Israël-Palestine : l’Europe doit soutenir l’initiative française

GillesPargneauxDebatPsdc@PE150519(B2) a décidé de donner la parole à plusieurs intervenants du secteur dans cette nouvelle série (et rubrique). Gilles Pargneaux est l’auteur de notre carte blanche de juin. Député socialiste français, élu du grand nord, au Parlement européen (*), il milite en faveur de l’initiative française pour résoudre le conflit israélo-palestinien, convaincu que le contexte international en ébullition est paradoxalement favorable à la résolution du conflit. Il souhaite un leadership non seulement français mais européen, le Quartet étant plus une gêne qu’une aide, pour amener les pays arabes à s’impliquer dans la solution.

Le conflit à son summum 

Rarement le conflit israélo-palestinien n’a paru aussi loin d’une résolution. Après la fin des hostilités de l’été 2014 entre Israël et le Hamas, ce n’est pas le calme qui s’est installé, mais plutôt un climat de tension, où l’actualité est rythmée par les coups de couteau aveugles, les voitures béliers meurtrières et les incendies volontaires provoqués par les colons.
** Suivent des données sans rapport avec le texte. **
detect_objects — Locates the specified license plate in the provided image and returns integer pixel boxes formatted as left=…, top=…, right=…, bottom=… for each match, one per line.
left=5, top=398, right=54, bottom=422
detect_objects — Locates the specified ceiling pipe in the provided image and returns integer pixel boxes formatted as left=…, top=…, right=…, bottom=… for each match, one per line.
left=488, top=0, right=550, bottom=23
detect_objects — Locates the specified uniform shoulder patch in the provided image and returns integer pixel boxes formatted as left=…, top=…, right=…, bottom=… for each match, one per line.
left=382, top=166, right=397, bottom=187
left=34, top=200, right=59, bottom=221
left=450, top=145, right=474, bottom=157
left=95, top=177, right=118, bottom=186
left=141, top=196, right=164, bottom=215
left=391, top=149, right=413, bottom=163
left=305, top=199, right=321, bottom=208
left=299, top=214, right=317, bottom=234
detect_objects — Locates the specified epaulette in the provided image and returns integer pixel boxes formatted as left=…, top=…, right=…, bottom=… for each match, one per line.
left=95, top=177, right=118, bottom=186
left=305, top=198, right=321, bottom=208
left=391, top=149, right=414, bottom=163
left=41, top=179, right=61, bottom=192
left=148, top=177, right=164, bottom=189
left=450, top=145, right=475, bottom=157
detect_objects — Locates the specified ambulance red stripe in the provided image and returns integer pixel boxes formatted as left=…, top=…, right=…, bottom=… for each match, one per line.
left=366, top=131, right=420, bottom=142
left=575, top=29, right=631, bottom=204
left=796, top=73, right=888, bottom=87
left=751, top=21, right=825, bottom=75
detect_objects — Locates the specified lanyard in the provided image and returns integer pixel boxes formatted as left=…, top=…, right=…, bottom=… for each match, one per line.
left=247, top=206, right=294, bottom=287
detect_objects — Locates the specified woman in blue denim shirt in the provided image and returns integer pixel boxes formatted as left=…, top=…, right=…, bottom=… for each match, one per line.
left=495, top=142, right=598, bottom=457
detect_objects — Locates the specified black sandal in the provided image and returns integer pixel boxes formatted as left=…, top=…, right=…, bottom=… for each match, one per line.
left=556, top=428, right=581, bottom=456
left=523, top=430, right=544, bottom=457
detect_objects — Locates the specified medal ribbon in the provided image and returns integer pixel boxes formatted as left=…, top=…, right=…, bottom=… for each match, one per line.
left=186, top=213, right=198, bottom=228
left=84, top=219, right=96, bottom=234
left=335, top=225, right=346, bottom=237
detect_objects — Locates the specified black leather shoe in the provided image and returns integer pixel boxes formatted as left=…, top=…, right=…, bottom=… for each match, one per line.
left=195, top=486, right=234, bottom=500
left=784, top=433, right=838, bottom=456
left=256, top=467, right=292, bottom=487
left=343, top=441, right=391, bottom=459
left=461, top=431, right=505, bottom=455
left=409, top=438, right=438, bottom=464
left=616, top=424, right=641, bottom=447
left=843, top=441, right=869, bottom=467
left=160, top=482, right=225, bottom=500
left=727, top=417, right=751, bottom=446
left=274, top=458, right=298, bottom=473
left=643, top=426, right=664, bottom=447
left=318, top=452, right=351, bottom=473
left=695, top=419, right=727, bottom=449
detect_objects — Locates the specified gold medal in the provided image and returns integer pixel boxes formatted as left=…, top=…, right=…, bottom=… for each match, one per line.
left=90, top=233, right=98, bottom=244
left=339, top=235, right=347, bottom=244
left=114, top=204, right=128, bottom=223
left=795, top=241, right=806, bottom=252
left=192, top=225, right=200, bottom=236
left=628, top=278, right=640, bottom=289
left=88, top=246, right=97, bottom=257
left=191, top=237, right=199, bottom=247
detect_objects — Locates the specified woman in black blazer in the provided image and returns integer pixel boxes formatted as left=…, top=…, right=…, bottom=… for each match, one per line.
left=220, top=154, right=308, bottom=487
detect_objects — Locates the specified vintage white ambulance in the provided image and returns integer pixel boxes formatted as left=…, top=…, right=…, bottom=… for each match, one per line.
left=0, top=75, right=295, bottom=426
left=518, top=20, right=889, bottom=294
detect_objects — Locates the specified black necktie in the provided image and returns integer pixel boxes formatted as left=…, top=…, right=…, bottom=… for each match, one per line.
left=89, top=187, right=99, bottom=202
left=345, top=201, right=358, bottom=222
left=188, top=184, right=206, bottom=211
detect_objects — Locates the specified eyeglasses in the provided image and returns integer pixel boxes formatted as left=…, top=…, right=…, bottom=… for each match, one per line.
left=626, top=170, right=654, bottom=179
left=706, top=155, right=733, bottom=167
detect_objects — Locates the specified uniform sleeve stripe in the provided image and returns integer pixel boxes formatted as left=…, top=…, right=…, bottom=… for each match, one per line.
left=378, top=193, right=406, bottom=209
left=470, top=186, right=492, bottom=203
Rarement le désespoir de deux peuples n’aura eu un visage si désespérant qu’avec cette quotidienneté de la violence.

Rarement, aussi, l’attention de la communauté internationale n’a été si éloignée de la question palestinienne. Le conflit syrien et l’entreprise d’horreur de l’organisation Etat islamique [Daesh/ISIL] occupent la plupart des chancelleries, tout comme l’attention des opinions publiques.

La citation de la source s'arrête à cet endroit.